Watching TV with daughters


From this essay:

Some evenings I sit on the sofa in the family room with my teenage daughter and watch a TV program with her. I leave the choice of the show to her, it matters little to me, and when she finds something she likes she sits next to me, puts her head on my shoulder, and snuggles up for the hour it takes to watch whatever it is she’s chosen.

It’s our time.
This is one of my favorite things to do with Belladonna.

It’s important to me that she knows I love her, that I want to spend time with her and that she feels safe when she is with me. Someday, when she is a grown woman I want her to find a man that will take care of her and protect her like I do. I expect no less from a suitor and neither should she.
***

Last night Belladonna and I watched Man from Snowy River.    The movie is based on a poem by Banjo Paterson that was first published in 1890.  Just a few lines to give a taste of the writing:

And one was there, a stripling on a small and weedy beast,
He was something like a racehorse undersized,
With a touch of Timor pony - three parts thoroughbred at least -
And such as are by mountain horsemen prized.
He was hard and tough and wiry - just the sort that won't say die -
There was courage in his quick impatient tread;
And he bore the badge of gameness in his bright and fiery eye,
And the proud and lofty carriage of his head.

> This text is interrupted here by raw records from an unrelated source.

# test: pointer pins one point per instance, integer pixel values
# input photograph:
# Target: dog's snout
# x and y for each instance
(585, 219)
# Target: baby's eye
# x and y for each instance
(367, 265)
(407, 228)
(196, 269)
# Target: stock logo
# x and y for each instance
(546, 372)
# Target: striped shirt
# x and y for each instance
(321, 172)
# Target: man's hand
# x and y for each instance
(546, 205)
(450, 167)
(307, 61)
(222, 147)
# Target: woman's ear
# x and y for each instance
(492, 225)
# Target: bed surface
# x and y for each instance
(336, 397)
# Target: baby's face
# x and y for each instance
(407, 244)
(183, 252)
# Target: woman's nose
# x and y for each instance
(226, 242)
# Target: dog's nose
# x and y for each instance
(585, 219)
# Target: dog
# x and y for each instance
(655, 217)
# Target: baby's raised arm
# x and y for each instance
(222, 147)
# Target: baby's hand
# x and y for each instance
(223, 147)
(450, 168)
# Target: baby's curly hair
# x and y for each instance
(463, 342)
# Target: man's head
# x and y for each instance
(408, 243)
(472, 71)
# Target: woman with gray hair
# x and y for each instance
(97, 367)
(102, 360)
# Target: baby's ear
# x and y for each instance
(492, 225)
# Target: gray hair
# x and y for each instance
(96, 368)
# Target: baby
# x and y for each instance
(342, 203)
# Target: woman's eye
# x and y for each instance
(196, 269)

But so slight and weedy, one would doubt his power to stay,
And the old man said, "That horse will never do
For a long and tiring gallop-lad, you'd better stop away,
Those hills are far too rough for such as you."
So he waited sad and wistful - only Clancy stood his friend -
"I think we ought to let him come," he said;
"I warrant he'll be with us when he's wanted at the end,
For both his horse and he are mountain bred."

The movie moves a bit slowly for modern tastes but I am not "modern".

In a way it is poignant because one of the subplots involves watching daughters grow up, trusting them and releasing them to a young man.  The young man they pick might not be the one you would pick for them.